Baker's Dozen

Artists discuss the 13 records that shaped their lives

1. Colonial CousinsThe Way We Do It

I bought this record when I was a child, by this point I had moved to Lahore. And I don’t know why I bought it or how it came into my hands, because I didn’t know them. It was cool, because there’s kind of a modern fusion to it, and there’s a sweetness there as well. And there’s this use of acoustic guitars and drums and stuff that is still very gentle – there’s something innovative about the way it’s produced, it didn’t feel cheesy to me. I thought it would, but there was something in the production and the compositions that was drawing me in. In a world where, simultaneously there’s the Backstreet Boys, the Spice Girls, all this other stuff is happening, there’s Colonial Cousins with this little secret album that, to me at least, felt like a little discovery.

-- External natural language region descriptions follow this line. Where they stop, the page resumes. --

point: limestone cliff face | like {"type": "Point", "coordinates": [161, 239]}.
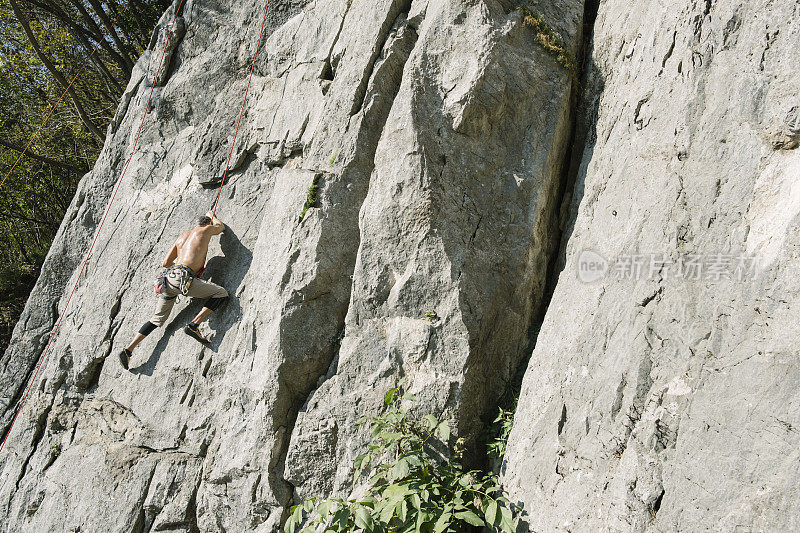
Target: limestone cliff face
{"type": "Point", "coordinates": [460, 167]}
{"type": "Point", "coordinates": [668, 404]}
{"type": "Point", "coordinates": [436, 132]}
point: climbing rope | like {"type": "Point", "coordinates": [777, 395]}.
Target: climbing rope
{"type": "Point", "coordinates": [58, 102]}
{"type": "Point", "coordinates": [241, 111]}
{"type": "Point", "coordinates": [96, 235]}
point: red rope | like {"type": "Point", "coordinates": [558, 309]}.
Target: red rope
{"type": "Point", "coordinates": [58, 102]}
{"type": "Point", "coordinates": [241, 111]}
{"type": "Point", "coordinates": [96, 235]}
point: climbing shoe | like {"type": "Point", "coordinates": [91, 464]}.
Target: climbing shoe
{"type": "Point", "coordinates": [125, 358]}
{"type": "Point", "coordinates": [194, 332]}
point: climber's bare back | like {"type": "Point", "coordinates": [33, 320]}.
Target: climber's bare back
{"type": "Point", "coordinates": [191, 248]}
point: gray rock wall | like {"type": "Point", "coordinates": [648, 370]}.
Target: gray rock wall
{"type": "Point", "coordinates": [667, 404]}
{"type": "Point", "coordinates": [462, 172]}
{"type": "Point", "coordinates": [436, 132]}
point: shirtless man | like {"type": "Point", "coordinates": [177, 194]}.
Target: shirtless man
{"type": "Point", "coordinates": [184, 260]}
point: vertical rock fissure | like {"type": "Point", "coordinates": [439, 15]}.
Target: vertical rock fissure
{"type": "Point", "coordinates": [581, 116]}
{"type": "Point", "coordinates": [375, 119]}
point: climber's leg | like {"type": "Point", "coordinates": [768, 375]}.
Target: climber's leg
{"type": "Point", "coordinates": [164, 307]}
{"type": "Point", "coordinates": [216, 296]}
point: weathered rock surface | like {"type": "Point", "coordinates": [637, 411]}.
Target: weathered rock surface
{"type": "Point", "coordinates": [436, 132]}
{"type": "Point", "coordinates": [443, 138]}
{"type": "Point", "coordinates": [664, 404]}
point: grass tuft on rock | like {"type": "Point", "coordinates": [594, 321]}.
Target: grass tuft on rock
{"type": "Point", "coordinates": [312, 198]}
{"type": "Point", "coordinates": [548, 39]}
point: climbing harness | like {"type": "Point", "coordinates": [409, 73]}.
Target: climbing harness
{"type": "Point", "coordinates": [177, 276]}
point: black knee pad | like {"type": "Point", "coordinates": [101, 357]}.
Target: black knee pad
{"type": "Point", "coordinates": [147, 329]}
{"type": "Point", "coordinates": [213, 303]}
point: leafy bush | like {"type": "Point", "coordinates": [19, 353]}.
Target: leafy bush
{"type": "Point", "coordinates": [417, 484]}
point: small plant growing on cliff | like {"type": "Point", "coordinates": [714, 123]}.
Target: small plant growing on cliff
{"type": "Point", "coordinates": [548, 39]}
{"type": "Point", "coordinates": [417, 483]}
{"type": "Point", "coordinates": [312, 198]}
{"type": "Point", "coordinates": [501, 429]}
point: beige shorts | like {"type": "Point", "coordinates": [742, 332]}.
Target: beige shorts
{"type": "Point", "coordinates": [198, 289]}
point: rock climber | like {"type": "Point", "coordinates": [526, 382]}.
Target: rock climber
{"type": "Point", "coordinates": [183, 262]}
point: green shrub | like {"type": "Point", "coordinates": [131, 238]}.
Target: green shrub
{"type": "Point", "coordinates": [500, 430]}
{"type": "Point", "coordinates": [417, 483]}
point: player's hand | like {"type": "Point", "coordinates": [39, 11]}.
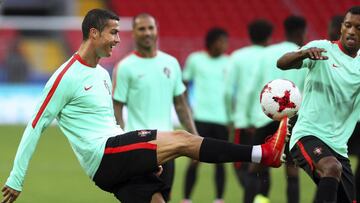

I really remember listening to the singer Hariharan’s voice for the first time in any context at all and I was deeply surprised by how beautiful it was, it’s a combination of the tone and the choices and the restraint and the skill, his voice sort of stunned me. That was my first discovery of what Carnatic music is, which is like a South Indian kind of classical style, very different from North Indian. And he’s one of the best singers I would say, in India, in that idiom. He’s kind of a legend. I didn’t know anything about that, so that album was a nice gateway for people like me.